Human rights groups say Bahrain has targeted doctors and medical staff who aided mostly-Shi'ite protesters during anti-government demonstrations it crushed in March.
Justice Minister Khaled bin Ali al-Khalifa told reporters 47 medical staff would face charges, including about two dozen doctors.
Bahraini forces stormed the Salmaniyya Medical Centre (SMC), the country's largest hospital in mid-March as it set about quelling protests.
Officials said at the time the hospital had become "overrun by political and sectarian activity." Rights groups accused Bahrain of targeting hospitals to detain wounded protesters.
At least 30 protesters were martyred and hundreds injured in clashes during the protests that gripped the country for weeks in February and March.
Bahrain has arrested more than eight hundreds since protests.

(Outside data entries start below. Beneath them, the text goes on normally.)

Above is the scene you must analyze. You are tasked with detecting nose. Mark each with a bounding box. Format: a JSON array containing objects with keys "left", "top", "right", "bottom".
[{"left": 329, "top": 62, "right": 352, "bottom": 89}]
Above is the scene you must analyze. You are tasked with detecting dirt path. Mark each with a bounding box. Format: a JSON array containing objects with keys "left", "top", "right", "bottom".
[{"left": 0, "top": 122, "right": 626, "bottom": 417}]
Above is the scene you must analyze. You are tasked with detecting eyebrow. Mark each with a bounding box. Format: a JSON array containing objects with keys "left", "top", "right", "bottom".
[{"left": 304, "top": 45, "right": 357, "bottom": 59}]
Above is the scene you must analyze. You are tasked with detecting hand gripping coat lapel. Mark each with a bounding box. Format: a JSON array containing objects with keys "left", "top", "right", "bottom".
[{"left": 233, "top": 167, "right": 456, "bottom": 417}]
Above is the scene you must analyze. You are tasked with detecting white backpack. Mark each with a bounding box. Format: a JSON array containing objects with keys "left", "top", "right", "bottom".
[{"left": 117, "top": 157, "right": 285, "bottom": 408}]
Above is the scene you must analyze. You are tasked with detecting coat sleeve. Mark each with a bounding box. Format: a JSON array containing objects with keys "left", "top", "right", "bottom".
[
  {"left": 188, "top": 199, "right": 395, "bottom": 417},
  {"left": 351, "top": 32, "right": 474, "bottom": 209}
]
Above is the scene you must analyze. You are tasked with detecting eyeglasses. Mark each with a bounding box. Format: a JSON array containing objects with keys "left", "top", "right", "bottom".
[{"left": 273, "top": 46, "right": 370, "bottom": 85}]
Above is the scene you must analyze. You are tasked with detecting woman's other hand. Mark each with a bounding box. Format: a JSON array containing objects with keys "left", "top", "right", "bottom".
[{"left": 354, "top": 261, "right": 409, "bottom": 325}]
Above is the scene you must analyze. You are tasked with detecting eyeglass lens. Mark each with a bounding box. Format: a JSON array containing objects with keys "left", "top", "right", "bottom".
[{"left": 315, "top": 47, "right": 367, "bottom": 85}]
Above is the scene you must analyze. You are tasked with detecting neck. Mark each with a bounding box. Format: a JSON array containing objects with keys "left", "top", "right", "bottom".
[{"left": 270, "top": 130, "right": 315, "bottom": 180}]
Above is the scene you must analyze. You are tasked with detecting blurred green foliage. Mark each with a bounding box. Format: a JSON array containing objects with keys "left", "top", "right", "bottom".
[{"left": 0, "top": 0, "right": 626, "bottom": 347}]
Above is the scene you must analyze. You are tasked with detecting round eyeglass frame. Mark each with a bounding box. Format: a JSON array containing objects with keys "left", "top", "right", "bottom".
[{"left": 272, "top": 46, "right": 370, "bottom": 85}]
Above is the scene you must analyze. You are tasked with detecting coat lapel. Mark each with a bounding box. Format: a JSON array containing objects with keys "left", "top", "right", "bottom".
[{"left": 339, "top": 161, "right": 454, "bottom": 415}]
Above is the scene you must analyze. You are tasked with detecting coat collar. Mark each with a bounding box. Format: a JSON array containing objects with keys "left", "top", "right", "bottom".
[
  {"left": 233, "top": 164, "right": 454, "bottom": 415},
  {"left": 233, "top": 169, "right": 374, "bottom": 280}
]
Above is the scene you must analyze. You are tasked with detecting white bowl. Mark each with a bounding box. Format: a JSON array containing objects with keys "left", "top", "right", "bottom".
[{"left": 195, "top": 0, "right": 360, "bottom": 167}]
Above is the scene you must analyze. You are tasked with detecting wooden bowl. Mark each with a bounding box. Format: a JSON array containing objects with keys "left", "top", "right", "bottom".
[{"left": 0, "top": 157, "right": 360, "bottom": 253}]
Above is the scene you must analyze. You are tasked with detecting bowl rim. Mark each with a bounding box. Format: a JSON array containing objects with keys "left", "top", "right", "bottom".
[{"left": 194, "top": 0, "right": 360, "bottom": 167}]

Bahrain's broad crackdown on those involved in the protests has targeted Shi'ite Masjids (mosques), worship places, villages, opposition activists, workers employed at state-owned companies as well as journalists.
Late on Monday, two former parliamentarians from the main Shi'ite opposition group Wefaq were arrested, the group said.
Bahrain's Al Wasat newspaper, seen as the country's only opposition publication, will stop running as of next week, a source close to the paper told Reuters on Tuesday.
Bahrain court last week sentenced four men to death and 3 in life imprisonment accused of killing two policemen.